Um conselho: o acompanhamento não é o único meio de ser ajudado a caminhar na oração. O mais importante é não ficar só. Pode ser suficiente participar num grupo para se alimentar da Palavra de Deus, aceitando ser interrogado por ela.

10. O que fazer quando desaparece o gosto da oração?
«Esta aridez não tem nada de estranho. Ela é mesmo quase normal. Os autores antigos consideravam-na útil e fecunda. Purificar a oração é purificar o desejo, até que ele se conforme à vontade de Deus», diz o P. Maurice Bellet, filósofo e psicanalista.
Na época moderna, o desagrado, a falta de gosto provêm muitas vezes do aspeto regulamentar e obrigatório da oração, de um sentimentalismo ambíguo, de um dogmatismo que se torna estéril. Alguns prosseguem custe o que custar. É talvez a oração mais pura, dado que é a aceitação de que a relação seja nua, sem nada que satisfaça.
Mas este querer crer não deve transformar-se numa obstinação vazia de sentido. Orar é ser com Deus, numa relação viva onde Deus é Deus.

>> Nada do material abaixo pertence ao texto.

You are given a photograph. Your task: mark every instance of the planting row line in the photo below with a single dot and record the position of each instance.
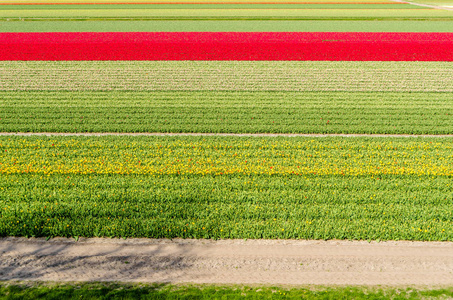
(225, 156)
(227, 112)
(419, 25)
(83, 194)
(230, 13)
(226, 76)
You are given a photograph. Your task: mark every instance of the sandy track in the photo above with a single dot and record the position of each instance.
(228, 261)
(222, 134)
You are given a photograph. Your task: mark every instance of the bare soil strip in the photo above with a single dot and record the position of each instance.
(424, 5)
(224, 134)
(228, 261)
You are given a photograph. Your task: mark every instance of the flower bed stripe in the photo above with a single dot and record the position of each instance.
(116, 3)
(313, 46)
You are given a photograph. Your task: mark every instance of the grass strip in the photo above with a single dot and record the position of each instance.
(228, 13)
(166, 291)
(223, 187)
(231, 112)
(210, 6)
(228, 25)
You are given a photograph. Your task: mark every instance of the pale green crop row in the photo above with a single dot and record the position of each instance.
(348, 76)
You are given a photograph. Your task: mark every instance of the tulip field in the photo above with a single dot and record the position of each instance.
(144, 69)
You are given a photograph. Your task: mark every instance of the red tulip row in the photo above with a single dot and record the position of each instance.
(314, 46)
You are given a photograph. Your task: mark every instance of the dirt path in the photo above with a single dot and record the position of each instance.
(228, 261)
(223, 134)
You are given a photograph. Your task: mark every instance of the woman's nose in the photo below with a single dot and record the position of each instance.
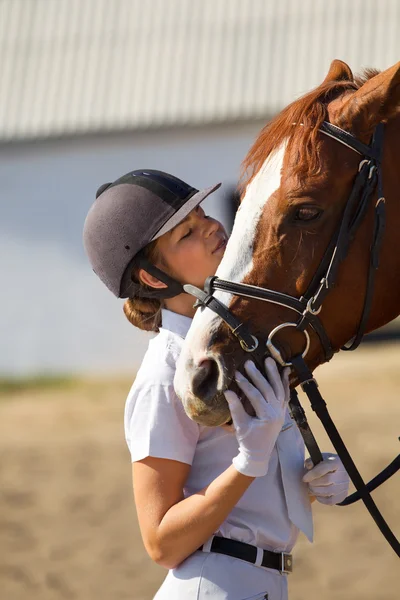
(211, 226)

Onde Deus é dom e ama verdadeiramente o homem.
Dado que se trata de ser com Deus, posso perguntar-me que oração me dá mais gosto: ler o comentário de um texto bíblico com um forte desejo de verdade? Ouvir a Paixão de Bach? Em tudo posso voltar-me para aquele que me é inatingível.»
Um conselho; quando não souber rezar, opte por aquilo que lhe convém... sem julgar o caminho escolhido por potros. Não esquecendo algo de muito concreto, que João anuncia na sua primeira carta (4-12). Deus é este Desconhecido, acima do abismo da ausência, que se revela nos nossos corações e nas nossas mãos quando nos fazemos próximos do próximo.